« previous post | next post »

Nancy Kathryn Walecki, "Sound as Ever: Gram Parsons and Harvard’s hand in country rock", Harvard Magazine July-August 2023:

During Parsons’s Burritos era, Thomas left Harvard to write his dissertation in a cabin on Mount Baldy outside Los Angeles. Now more of an older brother to Parsons than a proctor, he would take study breaks with him in town: “It was a whole different world from Heidegger and Wittgenstein.” Once, they met Janis Joplin in a nightclub parking lot. “This is my adviser from Harvard. He’s into phenomenology,” Gram said. “Wow,” replied Joplin. “I believe in ghosts, too.”




  1. Peter Grubtal said,

    June 25, 2023 @ 2:24 am

    Looking at Wikipedia on phenomenology, I'd say that Joplin's supposedly naif reaction was in fact very apposite.

  2. Olaf Zimmermann said,

    June 25, 2023 @ 8:21 am

    @Peter Grubtal:
    Mario Bunge once said of phenomenology "How could anyone think that this wild fantasy could shed any light on anything except the decadence of German philosophy?"
    Sadly phenomenology (i.e. indocta ignorantia, meaning unrecyclable rubbish) did manage to cross the Atlanic … in translation, no less (how silly can you get?), whence, via the gulf stream I suppose, it eventually made its way to the sceptered isle.

  3. Rodger C said,

    June 25, 2023 @ 9:45 am

    In the Seventies I knew an Episcopal priest who used "phenomenology" in the Janis Joplin sense. It seems to be a thing out there.

  4. MattF said,

    June 25, 2023 @ 10:06 am

    I saw some YouTube reaction videos yesterday by young people who had never heard Janis Joplin before. They were impressed.

  5. Daniel Deutsch said,

    June 25, 2023 @ 11:08 am

    To the scoffers above, I can understand that is how it appears to you.

  6. J.W. Brewer said,

    June 25, 2023 @ 1:34 pm

    Not a point about phenomenology, but I had recently seen Thomas' name somewhere or other (not w/ Joplin in the same paragraph), and after a bit of googling I figured out that it had been in this excerpt from Chris Hillman's autobiography:

    "I don’t think Gram had many real friends. In fact, I believe there were only three people who really knew, loved, and understood Gram Parsons: me, Emmylou Harris, and Rev. Jet Thomas, who was his student advisor at Harvard during Gram’s brief time there. In the end, none of us could save him.”
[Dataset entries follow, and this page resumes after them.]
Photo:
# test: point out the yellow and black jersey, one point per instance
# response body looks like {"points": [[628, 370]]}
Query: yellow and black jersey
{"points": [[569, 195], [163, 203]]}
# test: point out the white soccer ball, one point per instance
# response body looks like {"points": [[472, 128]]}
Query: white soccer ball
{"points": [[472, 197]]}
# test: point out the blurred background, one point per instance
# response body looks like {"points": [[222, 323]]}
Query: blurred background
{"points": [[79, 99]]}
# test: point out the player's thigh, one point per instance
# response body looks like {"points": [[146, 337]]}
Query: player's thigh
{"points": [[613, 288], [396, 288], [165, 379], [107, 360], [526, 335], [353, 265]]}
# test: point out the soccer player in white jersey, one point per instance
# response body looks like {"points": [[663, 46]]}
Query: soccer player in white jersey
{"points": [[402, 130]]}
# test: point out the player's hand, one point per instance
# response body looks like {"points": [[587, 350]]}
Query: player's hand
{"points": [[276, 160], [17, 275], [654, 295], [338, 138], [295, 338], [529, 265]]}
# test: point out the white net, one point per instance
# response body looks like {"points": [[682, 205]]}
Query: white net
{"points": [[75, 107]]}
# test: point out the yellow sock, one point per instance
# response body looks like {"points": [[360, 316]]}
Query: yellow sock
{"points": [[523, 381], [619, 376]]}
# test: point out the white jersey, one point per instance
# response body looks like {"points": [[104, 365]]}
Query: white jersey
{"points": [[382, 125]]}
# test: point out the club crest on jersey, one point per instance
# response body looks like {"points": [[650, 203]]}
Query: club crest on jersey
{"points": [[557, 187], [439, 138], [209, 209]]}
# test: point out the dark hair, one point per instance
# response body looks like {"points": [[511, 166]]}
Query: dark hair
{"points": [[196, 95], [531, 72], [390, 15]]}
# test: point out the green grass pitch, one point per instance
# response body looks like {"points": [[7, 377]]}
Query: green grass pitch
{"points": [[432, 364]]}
    In Feb. 2020, shortly before the pandemic shut down live music in NYC, I was at a lightly-attended show by an ensemble that included Ernie Brooks H '71, who is also mentioned in the linked piece, on bass. The point of semi-linguistic interest is that the bandleader (the avant-garde guitarist and onetime Beefheart sideman Gary Lucas) kept referring to Ernie as "Ernest Brooks III," which seemed overly formal and thus oddly incongruent in register for the context of the discourse. I don't know if it was a "make fun of the guy who went to Harvard" thing, or motivated by something else.
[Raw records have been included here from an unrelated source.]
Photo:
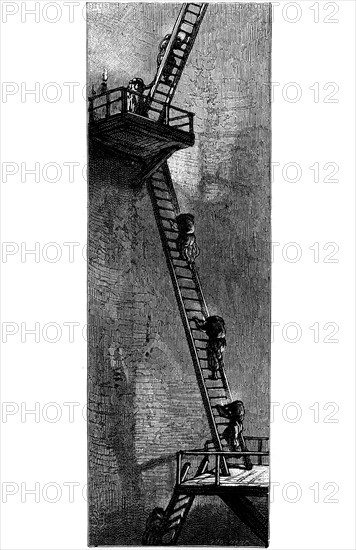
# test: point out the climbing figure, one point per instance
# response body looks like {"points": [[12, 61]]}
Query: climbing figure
{"points": [[171, 63], [186, 240], [136, 102], [153, 533], [235, 412], [214, 327]]}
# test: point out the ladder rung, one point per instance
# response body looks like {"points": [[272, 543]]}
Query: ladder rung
{"points": [[185, 22], [161, 207]]}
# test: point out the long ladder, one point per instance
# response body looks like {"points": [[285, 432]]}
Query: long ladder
{"points": [[176, 54], [178, 508], [191, 303]]}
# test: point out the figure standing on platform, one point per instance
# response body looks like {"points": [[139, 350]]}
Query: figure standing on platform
{"points": [[214, 327], [153, 533], [186, 240], [235, 412], [136, 102]]}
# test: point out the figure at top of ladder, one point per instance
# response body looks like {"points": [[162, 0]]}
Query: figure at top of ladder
{"points": [[173, 53]]}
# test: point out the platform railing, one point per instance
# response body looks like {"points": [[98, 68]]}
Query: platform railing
{"points": [[123, 100], [216, 455]]}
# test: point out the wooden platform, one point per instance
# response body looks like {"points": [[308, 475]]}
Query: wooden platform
{"points": [[252, 482]]}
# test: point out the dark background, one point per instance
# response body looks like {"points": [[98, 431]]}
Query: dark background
{"points": [[144, 402]]}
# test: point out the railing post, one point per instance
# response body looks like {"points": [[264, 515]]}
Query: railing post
{"points": [[124, 101], [107, 97], [191, 127], [179, 467], [91, 109], [260, 450], [217, 468], [167, 107]]}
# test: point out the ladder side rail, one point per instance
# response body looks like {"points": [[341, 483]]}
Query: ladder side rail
{"points": [[168, 52], [187, 51], [187, 328]]}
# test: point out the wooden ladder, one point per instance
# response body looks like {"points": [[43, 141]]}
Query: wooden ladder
{"points": [[191, 303]]}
  7. Benjamin Orsatti said,

    June 26, 2023 @ 8:10 am

    Mr. Deutsch,

    Spoken like a true phenomenologist! But I don't understand the objection to it. Since when did philosophy become a "hard science" anyway?

  8. Rodger C said,

    June 26, 2023 @ 9:35 am

    I certainly wasn't scoffing–I still own my Heidegger and remember my Husserl–just pointing out that there are at least two data points for "phenomenology" meaning something like "psychic phenomena" among people born slightly before me.